The often-described “honeymoon” actually is an uncommon occurrence, Andrus said, according to the dozens of victims she has interviewed in her research.

“Most of them talk about either constant abuse or sporadic abuse,” she said, “but no honeymoon period in between.”

She watched the online training that POST cadets complete, and said she was impressed by the opportunity given to victims and survivors to talk about their experiences. Andrus also appreciated the video’s recommendation that officers adopt a trauma-informed approach. One section of the training, titled “Rethink,” discusses viewing domestic violence situations from psychological, economic, sexual abuse and other angles.

But she felt the video should more clearly instruct officers how to respond when they don’t see evidence for an arrest, she said, such as telling victims when they see behavior that is abusive and offering other support.

A true trauma-informed response like that might not lead to an arrest, she said, but it could help someone leave an abusive relationship and prevent a future crime, even save a life. “When you go to a victim’s house who just has a verbal [complaint] but she’s sitting in a corner crying, acknowledge that she was really abused,” Andrus said. “Go over there and talk to the person and say, ‘this was abuse, and I’m so sorry this happened.’”

POST said it provides cadets more training about trauma-informed interviewing and responses through in-class instruction, including lessons on “bias-free policing” and victim services.
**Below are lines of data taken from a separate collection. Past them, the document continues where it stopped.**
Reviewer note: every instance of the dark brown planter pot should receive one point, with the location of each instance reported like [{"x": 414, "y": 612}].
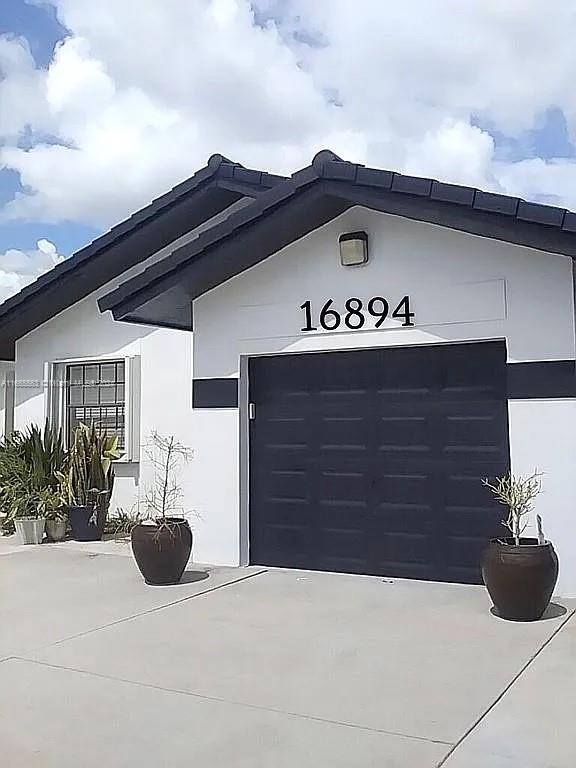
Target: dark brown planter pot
[
  {"x": 520, "y": 578},
  {"x": 162, "y": 550},
  {"x": 84, "y": 526}
]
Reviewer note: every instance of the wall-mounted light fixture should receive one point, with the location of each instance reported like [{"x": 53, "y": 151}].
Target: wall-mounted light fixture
[{"x": 353, "y": 249}]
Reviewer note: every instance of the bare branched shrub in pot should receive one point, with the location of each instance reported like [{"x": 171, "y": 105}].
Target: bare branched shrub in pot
[
  {"x": 162, "y": 544},
  {"x": 520, "y": 572}
]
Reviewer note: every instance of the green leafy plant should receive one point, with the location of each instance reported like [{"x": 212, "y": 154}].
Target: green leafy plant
[
  {"x": 88, "y": 479},
  {"x": 517, "y": 493},
  {"x": 29, "y": 464}
]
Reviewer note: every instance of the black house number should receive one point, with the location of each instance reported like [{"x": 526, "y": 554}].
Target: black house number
[{"x": 355, "y": 314}]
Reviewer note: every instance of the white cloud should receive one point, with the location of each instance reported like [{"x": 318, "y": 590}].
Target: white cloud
[
  {"x": 141, "y": 93},
  {"x": 18, "y": 268}
]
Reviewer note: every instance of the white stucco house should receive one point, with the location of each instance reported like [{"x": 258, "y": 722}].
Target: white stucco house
[{"x": 348, "y": 352}]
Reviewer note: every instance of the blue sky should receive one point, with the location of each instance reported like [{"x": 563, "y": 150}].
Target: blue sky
[
  {"x": 37, "y": 23},
  {"x": 268, "y": 82}
]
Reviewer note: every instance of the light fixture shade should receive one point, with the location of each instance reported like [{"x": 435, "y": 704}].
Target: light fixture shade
[{"x": 353, "y": 249}]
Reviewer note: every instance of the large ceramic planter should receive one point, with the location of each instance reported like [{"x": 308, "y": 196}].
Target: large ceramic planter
[
  {"x": 56, "y": 529},
  {"x": 520, "y": 578},
  {"x": 30, "y": 530},
  {"x": 162, "y": 549},
  {"x": 86, "y": 524}
]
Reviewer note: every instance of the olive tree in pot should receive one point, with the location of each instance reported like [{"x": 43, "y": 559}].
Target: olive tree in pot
[
  {"x": 162, "y": 544},
  {"x": 88, "y": 481},
  {"x": 519, "y": 572}
]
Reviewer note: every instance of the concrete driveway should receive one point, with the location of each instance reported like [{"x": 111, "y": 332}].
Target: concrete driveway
[{"x": 243, "y": 668}]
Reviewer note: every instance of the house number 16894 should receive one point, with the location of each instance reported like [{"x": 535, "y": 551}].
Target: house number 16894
[{"x": 355, "y": 314}]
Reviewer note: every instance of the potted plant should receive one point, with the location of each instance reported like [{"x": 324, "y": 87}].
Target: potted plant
[
  {"x": 162, "y": 545},
  {"x": 519, "y": 572},
  {"x": 88, "y": 480},
  {"x": 53, "y": 505},
  {"x": 29, "y": 490}
]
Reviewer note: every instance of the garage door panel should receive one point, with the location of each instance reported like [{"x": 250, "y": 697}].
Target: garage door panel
[{"x": 378, "y": 468}]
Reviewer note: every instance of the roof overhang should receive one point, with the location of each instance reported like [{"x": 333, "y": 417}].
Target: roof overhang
[
  {"x": 163, "y": 294},
  {"x": 209, "y": 192}
]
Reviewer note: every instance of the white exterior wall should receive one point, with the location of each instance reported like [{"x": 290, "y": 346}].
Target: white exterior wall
[
  {"x": 462, "y": 288},
  {"x": 6, "y": 397},
  {"x": 82, "y": 331}
]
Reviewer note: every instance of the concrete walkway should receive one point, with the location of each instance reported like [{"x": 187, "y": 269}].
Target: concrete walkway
[{"x": 250, "y": 668}]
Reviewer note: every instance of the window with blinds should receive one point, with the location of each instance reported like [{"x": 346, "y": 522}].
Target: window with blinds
[{"x": 96, "y": 393}]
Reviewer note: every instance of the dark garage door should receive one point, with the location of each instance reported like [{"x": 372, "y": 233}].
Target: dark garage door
[{"x": 371, "y": 461}]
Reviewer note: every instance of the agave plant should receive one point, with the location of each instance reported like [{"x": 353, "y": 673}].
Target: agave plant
[
  {"x": 89, "y": 476},
  {"x": 29, "y": 465}
]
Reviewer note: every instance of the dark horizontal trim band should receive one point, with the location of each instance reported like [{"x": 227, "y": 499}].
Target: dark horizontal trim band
[
  {"x": 549, "y": 379},
  {"x": 525, "y": 381},
  {"x": 215, "y": 393}
]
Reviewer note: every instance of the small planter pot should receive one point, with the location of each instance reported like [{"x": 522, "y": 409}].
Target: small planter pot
[
  {"x": 161, "y": 550},
  {"x": 87, "y": 526},
  {"x": 30, "y": 530},
  {"x": 520, "y": 578},
  {"x": 56, "y": 529}
]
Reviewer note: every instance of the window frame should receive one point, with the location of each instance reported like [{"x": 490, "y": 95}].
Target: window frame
[{"x": 55, "y": 401}]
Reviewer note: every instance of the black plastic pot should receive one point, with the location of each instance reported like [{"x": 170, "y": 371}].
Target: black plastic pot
[
  {"x": 520, "y": 578},
  {"x": 162, "y": 550},
  {"x": 85, "y": 525}
]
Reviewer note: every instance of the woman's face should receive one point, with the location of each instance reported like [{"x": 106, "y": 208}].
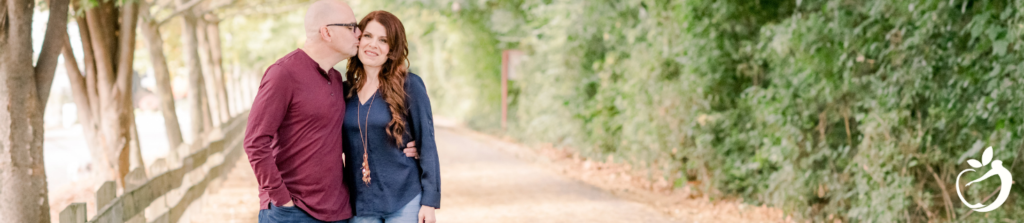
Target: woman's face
[{"x": 374, "y": 45}]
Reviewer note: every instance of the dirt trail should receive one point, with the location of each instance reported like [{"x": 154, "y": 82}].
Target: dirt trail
[{"x": 479, "y": 183}]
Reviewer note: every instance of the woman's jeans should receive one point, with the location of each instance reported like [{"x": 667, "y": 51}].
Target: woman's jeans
[{"x": 408, "y": 214}]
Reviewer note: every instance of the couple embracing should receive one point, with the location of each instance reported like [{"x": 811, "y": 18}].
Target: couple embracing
[{"x": 356, "y": 150}]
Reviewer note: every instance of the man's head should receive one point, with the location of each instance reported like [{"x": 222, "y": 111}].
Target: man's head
[{"x": 331, "y": 24}]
One class goes into depth about the immediate and long-term effects of traumatic stress, the POST statement said, and how an officer responding to a crisis can provide follow-up services.

Still, Andrus said she remains concerned about officers’ focus on immediate physical violence. In interviews with police and in ride-alongs with patrol units, she said, she has heard officers dismissing some victims as “frequent flyers.” Some would criticize those who called about heated verbal arguments.

“I said to one state police officer, ‘she’s calling you before she gets hit, because she doesn’t want to get hit, and you’re telling me she has to wait until she gets hit to call you? That’s bull----,” Andrus said.

Changing the narrative

Justin Boardman, a former West Valley City detective who now works as a consultant for prosecutors and police departments across the country, said most police work fits neatly into responding to and investigating a single incident, be it a traffic accident or a burglary.

Sexual assaults and domestic violence are different — but police can sometimes maintain that tunnel vision, he said.

(Chris Samuels | The Salt Lake Tribune) Police consultant Justin Boardman in Salt Lake City, Feb. 5, 2024. Boardman says police officers can develop "tunnel vision" that misses the full context of domestic violence.

“I’m just as guilty as most officers,” he said. “I’d say, ‘I don’t want to hear about what happened last week, I’m just here about what happened tonight.’ We lost context and we lose perspective.”

Communities — not just police — need to move beyond traditional or stereotypical narratives about what qualifies as abuse, Andrus added.

Her current research is about strategies for staying in or leaving abusive relationships. Most of the domestic violence victims she talks to, she said, believe an abuser has to give a partner a black eye or injuries that require going to a hospital before they are truly creating an abusive relationship.

That narrative traps victims, Andrus said, as abuse escalates to the point that they feel a police officer will care about what’s happening to them.

The transition to more nuanced training about domestic violence is a slow process, Wynn said, as bureaucratic inertia can set in with academies.

“Curricula are perishable; you have to revisit them because you may have more information today then we had 40 years ago,” he said. “But very often you start teaching a class and it doesn’t change until someone says something. … It’s happening now, but it’s going to take a while.”